Convention collective bancaire

Second round de négociations pour la Place

05 Juillet 2017 Par Jean-Michel Hennebert
La future convention collective qui doit couvrir 2018-2020 sera un texte « modernisé » pour répondre aux défis d’un secteur qui emploie quelque 25.000 personnes.
La future convention collective qui doit couvrir 2018-2020 sera un texte « modernisé » pour répondre aux défis d’un secteur qui emploie quelque 25.000 personnes.  (Photo: Anthony Dehez)

Alors que les partenaires sociaux sont tombés d’accord sur la prolongation, pour 2017, de la convention collective bancaire 2014-2016, les négociations sur un nouveau cadre «modernisé» se poursuivent. ABBL côté patronat, Aleba, OGBL-SBA et LCGB-SESF côté syndicats assurent vouloir «parler de tout» afin de mettre au point «un texte lisible, compréhensible et donc applicable». Explications.

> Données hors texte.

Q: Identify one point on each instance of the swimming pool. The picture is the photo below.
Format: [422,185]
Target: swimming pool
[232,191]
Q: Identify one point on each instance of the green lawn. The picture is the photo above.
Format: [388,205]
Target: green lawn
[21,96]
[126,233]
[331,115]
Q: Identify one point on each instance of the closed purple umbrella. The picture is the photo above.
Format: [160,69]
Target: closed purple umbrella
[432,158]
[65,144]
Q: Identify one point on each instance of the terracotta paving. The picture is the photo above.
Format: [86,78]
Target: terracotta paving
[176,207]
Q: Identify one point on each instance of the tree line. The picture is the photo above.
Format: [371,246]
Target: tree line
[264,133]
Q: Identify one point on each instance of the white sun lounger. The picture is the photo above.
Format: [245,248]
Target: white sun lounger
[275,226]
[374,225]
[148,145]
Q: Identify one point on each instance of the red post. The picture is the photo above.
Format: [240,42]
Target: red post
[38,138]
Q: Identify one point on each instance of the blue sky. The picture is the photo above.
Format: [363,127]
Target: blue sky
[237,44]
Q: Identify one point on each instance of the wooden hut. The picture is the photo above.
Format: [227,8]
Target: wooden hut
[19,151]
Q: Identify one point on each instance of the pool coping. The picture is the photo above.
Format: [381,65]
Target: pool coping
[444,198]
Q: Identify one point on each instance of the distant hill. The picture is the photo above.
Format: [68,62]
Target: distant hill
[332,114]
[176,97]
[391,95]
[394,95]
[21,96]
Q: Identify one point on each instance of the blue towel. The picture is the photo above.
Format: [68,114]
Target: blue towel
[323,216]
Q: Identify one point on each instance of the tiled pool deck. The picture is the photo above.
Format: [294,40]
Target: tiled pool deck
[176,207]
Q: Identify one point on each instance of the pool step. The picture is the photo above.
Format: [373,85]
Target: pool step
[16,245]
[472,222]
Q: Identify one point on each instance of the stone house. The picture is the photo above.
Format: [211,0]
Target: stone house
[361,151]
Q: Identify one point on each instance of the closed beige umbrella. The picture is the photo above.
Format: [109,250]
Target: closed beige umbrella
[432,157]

Débutées fin décembre 2016, les négociations autour de l’élaboration d’une nouvelle convention collective dans le secteur bancaire se poursuivent. Car même si l’ABBL (Association des banques et banquiers, Luxembourg) côté patronat et les syndicats Aleba, OGBL-SBA et LCGB-SESF ont officiellement signé, le 22 juin dernier, un accord qui permet aux salariés de la Place de voir le cadre légal du secteur garanti pour 2017 et de bénéficier du versement d’une prime de signature de 400  euros bruts, le texte «simplifié et modernisé» voulu par les partenaires sociaux reste encore à écrire. Un texte entièrement nouveau qui devrait être en vigueur pour la période 2018-2020. Si tous s’accordent sur les lacunes de la convention collective reconduite, certains différends persistent, malgré la volonté affichée de part et d’autre «de ne pas avoir de tabous». Revue des trois principaux points d’achoppement.

1. La rémunération

Priorité principale du front syndical, qui revendique une hausse des rémunérations «après six années de gel de salaires», comme le rappelle Vincent Jacquet, secrétaire général adjoint du LCGB, cette question se heurte aux visions de l’ABBL. Pas tant sur le principe de la revalorisation que sur celui du mode de répartition. Alors que les syndicats entendent pouvoir présenter une convention collective sur laquelle est inscrite noir sur blanc «une hausse linéaire des salaires», autrement dit une augmentation générale «et conséquente» des rémunérations, selon Véronique Eischen, membre du bureau exécutif de l’OGBL, l’organisation patronale maintient sa volonté d’introduire la notion de mérite individuel. «Nous pouvons parler de tout, mais il existe une ligne rouge sur ce sujet: nous ne voulons pas de hausse linéaire», martèle pour sa part Serge de Cillia, CEO de l’ABBL. Pour Gilles Steichen, vice-président de l’Aleba, une marge de manœuvre existe cependant, puisque «le patronat sait que les syndicats veulent du linéaire; reste désormais à définir ce linéaire, car nous sommes conscients du besoin d’adaptation aux évolutions du secteur».

2. La proportionnalité

Cheval de bataille de l’ABBL, cette question pourrait également être à l’origine de longs échanges entre partenaires sociaux. Présentée comme «un moyen de mettre en place un cadre réglementaire lisible et compréhensible où les choses seront clairement exprimées», cette mesure vise, selon l’organisation patronale, à «introduire une marge de manœuvre dans la convention collective pour tenir compte des réalités du terrain». Autrement dit, de favoriser les accords d’entreprise plutôt que l’accord de branche, «à l’image de ce qu’est en train de faire Emmanuel Macron en France dans sa réforme du Code du travail», estime l’ABBL. Sur ce point, le front syndical n’a pas fait part de son opposition formelle, même si certaines inquiétudes ont été évoquées quant au champ précis d’application de cette notion. Particulièrement en ce qui concerne le respect de la nouvelle loi sur le temps de travail, via «un meilleur contrôle des heures prestées ou des actions contre les dépassements des durées maximales autorisées».

3. La responsabilité sociale

Mise en avant par les syndicats dans leur cahier commun de revendication, la thématique englobe non seulement le respect «de la philosophie du Code du travail» en termes d’employabilité du personnel lié à la nécessité de formation, mais aussi «la prise en compte des risques psychosociaux». Autrement dit, de la mise en place de mesures de prévention contre le burn-out ou le stress au travail. Non réellement problématique, cette question devrait être l’un des aspects sur lequel un consensus devrait être rapidement trouvé.